I am generating Gauss-codes for knots, and I would like to compute some of their invariants (e.g. knot polynomials). However, I am running in some problems. For example:
A = Link([[[1,2,-2,-1,-3,-4,4,3]],[1,1,1,1]])
Is recognized as a knot (I can compute the fundamental group, the writhe and the Seifert circles, and tell if it is alternating), but If I try to compute the Alexander polynomial:
A.alexander_polynomial()
I get the following error:
ValueError Traceback (most recent call last) in () 1 A = Link([[[Integer(1),Integer(2),-Integer(2),-Integer(1),-Integer(3),-Integer(4),Integer(4),Integer(3)]],[Integer(1),Integer(1),Integer(1),Integer(1)]]) ----> 2 A.alexander_polynomial()
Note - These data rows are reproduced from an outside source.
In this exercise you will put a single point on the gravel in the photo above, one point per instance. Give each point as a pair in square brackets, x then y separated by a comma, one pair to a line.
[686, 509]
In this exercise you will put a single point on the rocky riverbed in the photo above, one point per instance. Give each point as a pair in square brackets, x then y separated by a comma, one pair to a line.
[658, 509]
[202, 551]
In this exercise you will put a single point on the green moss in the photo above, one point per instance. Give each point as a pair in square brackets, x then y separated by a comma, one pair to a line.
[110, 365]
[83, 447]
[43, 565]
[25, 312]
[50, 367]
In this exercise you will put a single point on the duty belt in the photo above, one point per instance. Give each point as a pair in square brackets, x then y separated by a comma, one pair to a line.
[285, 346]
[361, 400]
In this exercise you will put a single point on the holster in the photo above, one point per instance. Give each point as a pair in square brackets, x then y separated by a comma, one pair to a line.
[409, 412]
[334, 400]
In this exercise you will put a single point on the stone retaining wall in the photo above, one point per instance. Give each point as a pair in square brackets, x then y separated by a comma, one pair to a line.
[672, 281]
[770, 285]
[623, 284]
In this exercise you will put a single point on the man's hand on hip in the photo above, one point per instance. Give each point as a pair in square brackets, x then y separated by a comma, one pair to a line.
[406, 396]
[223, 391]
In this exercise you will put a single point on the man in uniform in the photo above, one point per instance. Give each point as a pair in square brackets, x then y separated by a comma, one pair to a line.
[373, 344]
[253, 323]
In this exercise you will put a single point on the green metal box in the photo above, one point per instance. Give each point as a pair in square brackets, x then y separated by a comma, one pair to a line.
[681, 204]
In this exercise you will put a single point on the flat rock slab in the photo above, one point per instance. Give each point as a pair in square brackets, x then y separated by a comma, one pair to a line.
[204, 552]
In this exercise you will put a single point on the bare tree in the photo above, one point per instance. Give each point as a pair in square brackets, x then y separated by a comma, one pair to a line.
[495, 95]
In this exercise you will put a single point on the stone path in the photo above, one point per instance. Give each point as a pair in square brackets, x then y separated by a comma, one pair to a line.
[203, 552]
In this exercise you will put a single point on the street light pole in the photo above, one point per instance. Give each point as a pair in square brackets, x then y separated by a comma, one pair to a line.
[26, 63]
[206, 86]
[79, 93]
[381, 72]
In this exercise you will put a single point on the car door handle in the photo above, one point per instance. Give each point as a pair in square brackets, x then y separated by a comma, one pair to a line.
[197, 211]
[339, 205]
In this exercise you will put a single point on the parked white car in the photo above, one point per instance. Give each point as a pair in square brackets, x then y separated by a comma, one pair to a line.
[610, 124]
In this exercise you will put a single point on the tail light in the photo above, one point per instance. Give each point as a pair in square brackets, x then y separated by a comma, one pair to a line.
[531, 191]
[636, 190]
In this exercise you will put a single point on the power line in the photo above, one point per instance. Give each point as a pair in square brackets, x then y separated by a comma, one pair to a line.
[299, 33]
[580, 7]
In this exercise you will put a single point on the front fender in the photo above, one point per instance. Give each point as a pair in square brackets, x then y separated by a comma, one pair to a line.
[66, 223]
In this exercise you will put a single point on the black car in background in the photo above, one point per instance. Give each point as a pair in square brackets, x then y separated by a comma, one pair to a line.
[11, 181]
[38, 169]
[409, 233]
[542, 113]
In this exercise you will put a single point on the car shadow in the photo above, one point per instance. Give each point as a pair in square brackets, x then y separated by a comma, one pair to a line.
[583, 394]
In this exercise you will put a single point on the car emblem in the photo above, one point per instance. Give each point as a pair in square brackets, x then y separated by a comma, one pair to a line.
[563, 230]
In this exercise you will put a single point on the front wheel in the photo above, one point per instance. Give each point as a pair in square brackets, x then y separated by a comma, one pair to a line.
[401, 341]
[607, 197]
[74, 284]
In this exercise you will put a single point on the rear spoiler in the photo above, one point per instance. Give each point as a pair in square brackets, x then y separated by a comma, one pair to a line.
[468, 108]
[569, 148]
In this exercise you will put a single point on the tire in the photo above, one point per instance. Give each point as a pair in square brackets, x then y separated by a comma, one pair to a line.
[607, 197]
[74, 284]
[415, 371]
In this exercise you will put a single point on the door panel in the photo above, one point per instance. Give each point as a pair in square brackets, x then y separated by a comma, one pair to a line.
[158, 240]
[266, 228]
/home/sc_serv/sage/local/lib/python2.7/site-packages/sage/knots/link.pyc in alexander_polynomial(self, var) 1780 R = LaurentPolynomialRing(ZZ, var) 1781 # The Alexander polynomial of disjoint links are defined to be 0 -> 1782 if len(self._braid_word_components()) > 1: 1783 return R.zero() 1784 t = R.gen()
/home/sc_serv/sage/local/lib/python2.7/site-packages/sage/knots/link.pyc in _braid_word_components(self) 1433 ([-2, 1, 1], [4, 4], [6]) 1434 """ -> 1435 ml = list(self.braid().Tietze()) 1436 if not ml: 1**437 return tuple() /home/sc_serv/sage/local/lib/python2.7/site-packages/sage/knots/link.pyc in braid(self) 654 C1 = newPD[newPD.index(heads[-a])] 655 C1[C1.index(-a)] = newedge + 1 --> 656 C2 = newPD[newPD.index(tails[-b])] 657 C2[C2.index(-b)] = newedge + 2 658 newPD.append([newedge + 2, newedge, newedge + 3, newedge + 1]) ValueError: [5, 8, 6, 1] is not in list**
I think the problem is in the translation from Gauss code to an element in the braid group. Moreover, I get similar errors with other examples, also with really simple ones. Any idea on how to solve this? Thanks in Advance!